En effet, la volaille est assise, la tête enfouie sous son aile près de l’objet du crime.
– Vous voyez ! Elle fait comme si elle n’y était pour rien. C’est une vicieuse cette galline je vous dis. – On voit, on voit !… Écoutez, on ne vous met pas d’amende pour ce coup-ci à une seule condition… – Ouais ! Laquelle ? – Que vous preniez deux Lexomil ou un calmant quelconque et que vous alliez vous coucher de suite, mais surtout ne traînez pas. Demain vous vous sentirez mieux, beaucoup mieux. – Et si j’ai un conseil à vous donner, rajoute ironiquement le second agent, la prochaine fois, prenez un chat, ça ronronne, c’est beaucoup plus reposant. – Mais je le sais ! Faut pas me prendre pour un calus. J’ai adopté cette poule uniquement à cause de son intelligence exceptionnelle… C’est tout. – C’est ça, c’est ça ! reprend le premier agent. Faites comme je vous ai dit, hein ! Vous avez certainement eu une journée pénible, très éprouvante… – Ça, c’est sûr ! Comment vous l’avez deviné ? – Y a des signes qui ne trompent pas.
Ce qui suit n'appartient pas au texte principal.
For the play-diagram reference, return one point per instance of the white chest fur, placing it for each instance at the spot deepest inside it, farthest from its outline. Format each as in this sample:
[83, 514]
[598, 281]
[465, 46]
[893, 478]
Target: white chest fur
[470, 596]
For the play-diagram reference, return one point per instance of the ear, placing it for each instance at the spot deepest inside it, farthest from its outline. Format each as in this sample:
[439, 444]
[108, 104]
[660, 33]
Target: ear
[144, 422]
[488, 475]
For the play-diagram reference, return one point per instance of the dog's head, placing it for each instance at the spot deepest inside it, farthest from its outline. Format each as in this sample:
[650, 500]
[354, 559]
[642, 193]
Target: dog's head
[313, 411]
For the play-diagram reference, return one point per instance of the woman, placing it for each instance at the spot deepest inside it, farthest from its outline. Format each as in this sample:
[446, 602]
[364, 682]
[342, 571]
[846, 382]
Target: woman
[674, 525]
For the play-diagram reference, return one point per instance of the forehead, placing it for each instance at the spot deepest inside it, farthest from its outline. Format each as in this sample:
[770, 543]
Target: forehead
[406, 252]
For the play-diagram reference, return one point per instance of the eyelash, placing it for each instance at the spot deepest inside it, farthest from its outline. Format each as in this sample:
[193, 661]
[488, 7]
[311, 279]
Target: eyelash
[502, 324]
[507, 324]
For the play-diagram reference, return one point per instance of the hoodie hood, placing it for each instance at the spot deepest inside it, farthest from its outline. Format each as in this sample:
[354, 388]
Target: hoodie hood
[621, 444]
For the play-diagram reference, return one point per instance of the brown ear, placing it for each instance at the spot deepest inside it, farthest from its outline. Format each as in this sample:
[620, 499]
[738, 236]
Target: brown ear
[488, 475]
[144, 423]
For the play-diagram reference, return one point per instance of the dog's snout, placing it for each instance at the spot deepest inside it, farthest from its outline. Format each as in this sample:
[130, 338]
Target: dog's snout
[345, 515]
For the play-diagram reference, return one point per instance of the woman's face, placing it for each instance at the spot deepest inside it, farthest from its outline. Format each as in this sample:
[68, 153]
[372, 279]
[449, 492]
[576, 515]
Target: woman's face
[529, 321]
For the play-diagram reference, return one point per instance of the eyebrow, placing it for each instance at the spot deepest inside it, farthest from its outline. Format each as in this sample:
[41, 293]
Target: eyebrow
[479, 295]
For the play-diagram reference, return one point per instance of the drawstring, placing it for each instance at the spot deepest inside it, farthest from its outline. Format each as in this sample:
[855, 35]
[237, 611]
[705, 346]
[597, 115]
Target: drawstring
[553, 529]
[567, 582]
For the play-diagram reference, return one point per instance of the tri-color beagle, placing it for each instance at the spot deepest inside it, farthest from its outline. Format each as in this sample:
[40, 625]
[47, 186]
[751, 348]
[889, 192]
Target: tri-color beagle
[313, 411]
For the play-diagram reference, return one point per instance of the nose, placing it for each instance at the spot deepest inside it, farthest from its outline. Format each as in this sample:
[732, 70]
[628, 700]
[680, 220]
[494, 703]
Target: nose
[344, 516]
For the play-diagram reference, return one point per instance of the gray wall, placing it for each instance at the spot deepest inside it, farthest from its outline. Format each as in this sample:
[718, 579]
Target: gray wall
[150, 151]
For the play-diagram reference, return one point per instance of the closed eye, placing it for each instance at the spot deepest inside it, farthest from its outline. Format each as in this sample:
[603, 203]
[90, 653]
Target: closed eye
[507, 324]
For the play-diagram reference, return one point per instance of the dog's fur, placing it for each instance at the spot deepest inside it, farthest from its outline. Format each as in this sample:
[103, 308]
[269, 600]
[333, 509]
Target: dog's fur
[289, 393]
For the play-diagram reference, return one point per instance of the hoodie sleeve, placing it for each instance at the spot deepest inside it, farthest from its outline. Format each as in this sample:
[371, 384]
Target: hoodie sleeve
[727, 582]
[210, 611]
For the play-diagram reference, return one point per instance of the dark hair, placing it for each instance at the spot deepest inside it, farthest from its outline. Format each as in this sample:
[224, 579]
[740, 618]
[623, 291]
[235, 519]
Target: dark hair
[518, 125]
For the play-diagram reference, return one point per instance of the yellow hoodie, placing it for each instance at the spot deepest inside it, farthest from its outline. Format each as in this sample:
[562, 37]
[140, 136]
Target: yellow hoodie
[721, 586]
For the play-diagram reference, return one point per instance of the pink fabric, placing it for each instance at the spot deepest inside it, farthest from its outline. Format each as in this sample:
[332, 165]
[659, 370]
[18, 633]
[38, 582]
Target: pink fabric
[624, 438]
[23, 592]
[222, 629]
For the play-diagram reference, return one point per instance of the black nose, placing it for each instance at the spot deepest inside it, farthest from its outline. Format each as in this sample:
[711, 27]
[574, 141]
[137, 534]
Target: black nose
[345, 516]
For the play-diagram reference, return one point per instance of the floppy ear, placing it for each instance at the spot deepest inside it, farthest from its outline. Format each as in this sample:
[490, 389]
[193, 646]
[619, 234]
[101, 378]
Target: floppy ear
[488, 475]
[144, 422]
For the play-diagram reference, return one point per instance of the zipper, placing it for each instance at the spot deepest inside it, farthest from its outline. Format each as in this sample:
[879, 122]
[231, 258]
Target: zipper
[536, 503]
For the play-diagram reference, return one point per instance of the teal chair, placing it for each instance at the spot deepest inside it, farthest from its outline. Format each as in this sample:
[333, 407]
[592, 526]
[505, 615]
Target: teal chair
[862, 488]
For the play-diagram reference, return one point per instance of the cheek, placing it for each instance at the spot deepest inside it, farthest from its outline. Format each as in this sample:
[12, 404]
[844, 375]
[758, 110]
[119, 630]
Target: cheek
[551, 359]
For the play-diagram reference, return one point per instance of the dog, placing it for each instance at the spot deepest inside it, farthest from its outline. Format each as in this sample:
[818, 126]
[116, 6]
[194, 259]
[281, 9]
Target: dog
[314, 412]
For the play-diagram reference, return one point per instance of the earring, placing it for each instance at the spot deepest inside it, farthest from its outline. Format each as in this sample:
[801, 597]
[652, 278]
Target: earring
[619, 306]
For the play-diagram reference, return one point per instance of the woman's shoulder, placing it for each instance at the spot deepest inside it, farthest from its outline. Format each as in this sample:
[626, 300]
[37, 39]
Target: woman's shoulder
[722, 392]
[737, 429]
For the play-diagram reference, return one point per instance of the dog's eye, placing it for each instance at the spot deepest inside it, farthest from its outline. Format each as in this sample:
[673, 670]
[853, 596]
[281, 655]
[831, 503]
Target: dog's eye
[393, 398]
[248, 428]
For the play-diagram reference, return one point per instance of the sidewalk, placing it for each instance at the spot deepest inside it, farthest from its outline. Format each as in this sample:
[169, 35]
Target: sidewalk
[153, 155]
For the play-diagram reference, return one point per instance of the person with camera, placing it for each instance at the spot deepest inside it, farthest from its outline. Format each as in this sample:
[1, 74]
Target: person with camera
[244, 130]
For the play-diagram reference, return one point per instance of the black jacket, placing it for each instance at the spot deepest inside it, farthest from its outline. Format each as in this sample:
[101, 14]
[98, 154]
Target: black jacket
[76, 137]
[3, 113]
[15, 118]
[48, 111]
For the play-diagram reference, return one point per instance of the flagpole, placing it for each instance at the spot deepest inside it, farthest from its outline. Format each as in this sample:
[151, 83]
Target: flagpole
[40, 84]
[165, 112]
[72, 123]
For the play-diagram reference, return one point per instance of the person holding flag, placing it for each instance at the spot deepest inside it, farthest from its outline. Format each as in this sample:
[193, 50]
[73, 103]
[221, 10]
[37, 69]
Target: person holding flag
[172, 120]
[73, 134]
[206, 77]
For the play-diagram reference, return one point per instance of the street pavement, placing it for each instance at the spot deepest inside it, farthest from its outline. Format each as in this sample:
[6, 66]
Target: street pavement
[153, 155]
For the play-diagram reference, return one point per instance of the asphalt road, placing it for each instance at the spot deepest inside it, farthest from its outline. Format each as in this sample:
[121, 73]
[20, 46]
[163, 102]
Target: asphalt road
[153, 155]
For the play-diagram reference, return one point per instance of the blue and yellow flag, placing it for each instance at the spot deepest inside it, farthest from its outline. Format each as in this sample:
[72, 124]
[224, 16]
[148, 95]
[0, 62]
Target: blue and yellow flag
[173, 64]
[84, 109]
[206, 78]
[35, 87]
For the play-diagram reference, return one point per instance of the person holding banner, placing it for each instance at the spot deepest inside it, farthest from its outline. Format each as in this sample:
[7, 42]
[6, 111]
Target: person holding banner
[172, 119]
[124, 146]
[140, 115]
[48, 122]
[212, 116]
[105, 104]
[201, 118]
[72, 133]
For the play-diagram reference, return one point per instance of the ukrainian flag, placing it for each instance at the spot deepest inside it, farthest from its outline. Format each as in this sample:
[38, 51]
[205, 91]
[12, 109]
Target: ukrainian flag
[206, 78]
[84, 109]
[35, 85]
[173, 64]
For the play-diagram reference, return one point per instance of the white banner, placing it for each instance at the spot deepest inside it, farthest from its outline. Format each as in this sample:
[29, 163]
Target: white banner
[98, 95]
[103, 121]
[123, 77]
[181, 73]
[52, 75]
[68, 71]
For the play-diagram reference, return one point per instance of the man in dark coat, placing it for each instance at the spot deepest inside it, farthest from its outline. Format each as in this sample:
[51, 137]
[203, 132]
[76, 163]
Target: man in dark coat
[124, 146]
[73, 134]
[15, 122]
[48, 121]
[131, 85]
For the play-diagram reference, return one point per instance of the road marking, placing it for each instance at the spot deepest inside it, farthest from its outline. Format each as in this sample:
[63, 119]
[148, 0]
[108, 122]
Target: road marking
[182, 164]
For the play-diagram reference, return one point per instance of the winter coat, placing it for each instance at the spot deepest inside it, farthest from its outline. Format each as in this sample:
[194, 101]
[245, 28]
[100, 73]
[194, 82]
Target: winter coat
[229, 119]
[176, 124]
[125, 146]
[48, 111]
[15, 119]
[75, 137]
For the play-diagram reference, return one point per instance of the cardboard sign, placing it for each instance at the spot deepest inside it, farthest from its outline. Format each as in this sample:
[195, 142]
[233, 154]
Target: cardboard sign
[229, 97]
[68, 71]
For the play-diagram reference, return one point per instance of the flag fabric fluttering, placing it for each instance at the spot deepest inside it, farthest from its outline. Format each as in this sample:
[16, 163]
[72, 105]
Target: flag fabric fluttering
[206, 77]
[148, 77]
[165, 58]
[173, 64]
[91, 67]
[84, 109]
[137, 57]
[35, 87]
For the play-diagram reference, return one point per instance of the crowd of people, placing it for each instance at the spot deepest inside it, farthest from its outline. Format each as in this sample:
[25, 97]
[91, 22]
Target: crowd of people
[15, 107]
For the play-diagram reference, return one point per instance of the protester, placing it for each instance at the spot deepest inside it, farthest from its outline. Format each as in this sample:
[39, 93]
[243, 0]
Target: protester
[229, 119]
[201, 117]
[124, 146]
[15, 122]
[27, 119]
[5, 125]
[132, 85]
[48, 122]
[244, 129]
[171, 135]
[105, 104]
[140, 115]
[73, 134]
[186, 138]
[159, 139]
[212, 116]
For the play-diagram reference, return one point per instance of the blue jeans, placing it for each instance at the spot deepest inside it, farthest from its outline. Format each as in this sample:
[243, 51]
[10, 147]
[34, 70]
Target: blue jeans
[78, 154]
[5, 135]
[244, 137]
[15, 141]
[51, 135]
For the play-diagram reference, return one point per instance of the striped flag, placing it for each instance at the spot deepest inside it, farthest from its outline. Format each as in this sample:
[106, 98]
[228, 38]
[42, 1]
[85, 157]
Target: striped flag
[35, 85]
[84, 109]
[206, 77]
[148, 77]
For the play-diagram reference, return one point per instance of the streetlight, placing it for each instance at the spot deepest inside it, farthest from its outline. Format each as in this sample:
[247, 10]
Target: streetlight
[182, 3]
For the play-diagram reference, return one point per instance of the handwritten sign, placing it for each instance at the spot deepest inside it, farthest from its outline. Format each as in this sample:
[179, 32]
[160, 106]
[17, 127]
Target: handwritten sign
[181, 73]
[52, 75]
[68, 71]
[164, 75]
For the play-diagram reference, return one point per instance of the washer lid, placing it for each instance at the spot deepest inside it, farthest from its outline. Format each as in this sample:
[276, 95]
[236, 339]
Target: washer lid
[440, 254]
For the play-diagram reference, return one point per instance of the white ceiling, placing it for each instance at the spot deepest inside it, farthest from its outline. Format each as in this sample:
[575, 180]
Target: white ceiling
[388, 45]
Je referme la porte derrière eux avant d’aller me recoucher. En me recouvrant le corps de ma couette, je réalise quand même que je n’aurais pas dû crier aussi fort. Je pensais être tranquille pour le reste de la nuit quand tout à coup le vacarme reprend de plus belle. Je me lève furieux, oubliant mes bonnes résolutions de tout à l’heure.
– Putain d’Adèle ! Mais je vais te passer au hachoir sans même te plumer, toi…
Pchiiittt !
– Tu vas te retrouver en quenelle sans comprendre ce qu’il t’arrive…
Pchiiittt !
– Une cocotte chieuse dans une cocotte-minute, ça te va ça ?
Pchiiittt !
– Et après…
On sonne de nouveau à la porte. Ce sont les deux mêmes agents, mais accompagnés ce coup-ci de deux hommes tout de blanc vêtus.
– On est revenus avec deux amis, ils sont très sympas, vous allez voir. – Ah c’est gentil !
Un des deux hommes en blanc s’approche de moi, un large sourire aux lèvres.
– Alors Lucien !… C’est bien ça, vous vous appelez Lucien ? – Ben oui ! Depuis ma naissance.
Ma réponse le fait sourire. C’est vrai que je suis doué pour le comique.
– Tenez, on vous a apporté une chemise.
Puis il m’enfile gentiment l’habit… que je trouve beau, c’est pas la question. Mais sans vouloir les vexer, il avait un défaut, il n’avait pas les trous au bout des manches. Ils m’ont attrapé délicatement par les bras pour la petite balade. Avant de sortir, je me tourne une dernière fois vers ma poule, qui me regarde, cachée sous le buffet du salon. Elle a pour moi une parole réconfortante.
– T’en fais pas Lucien. Ils vont être super avec toi là-bas. Ils t’ont préparé une belle cage toute blanche, toute capitonnée.
Alors un conseil, si un jour vous croisez une poule qui vous parle, ne prêtez pas attention, laissez le fermier faire son travail.